Calvin Tomkins: The Bride and the Bachelors
This revised and expanded edition of Calvin Tomkins’s The Bride and the Bachelors features a new chapter examining the life and work of Jasper Johns and a preface written by the author. The original edition, released in 1965, included chapters on Marcel Duchamp, John Cage, Jean Tinguely, and Robert Rauschenberg. Its subtitle, The Heretical Courtship in Modern Art, conveyed the challenges that the work of these artists presented to viewers at the time. A fifth chapter on Merce Cunningham, whose innovations in dance echoed the waning role of the artist’s hand in painting and sculpture, was added for the 1968 edition. Nearly fifty years after the original book’s release, these artists are reaffirmed as pivotal voices of the avant-garde, and The Bride and the Bachelors stands as the most intimate and authoritative account of their individual and shared practices.
Tomkins introduces each artist’s work through firsthand experience and exclusive interviews.

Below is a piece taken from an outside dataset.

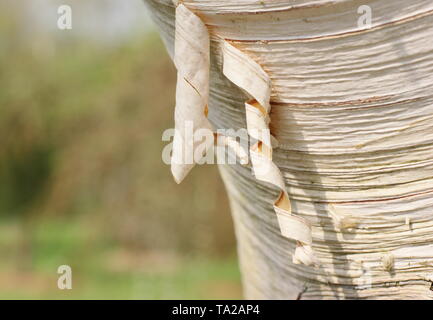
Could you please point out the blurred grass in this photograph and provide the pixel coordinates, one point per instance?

Weaving through the six stories is the shared pursuit of the “bride,” or what Rauschenberg characterizes as “the gap” between art and life. Tomkins traces the artists’ individual efforts to create work that contends with the real world, focusing on Duchamp’s readymades and the mixed-media masterwork to which the book’s title alludes, Cage’s and Cunningham’s music and dance collaborations that were left open to the performers’ interpretations, Johns’s enigmatic and continuously shifting approach to art making, and Tinguely’s indifference to the definition of the artwork, suggesting that “once you get rid of the notion of art you acquire a great many wonderful new freedoms.” With new insights and half a century’s hindsight, this updated edition refreshes the dialogue that formed a tipping point for contemporary art.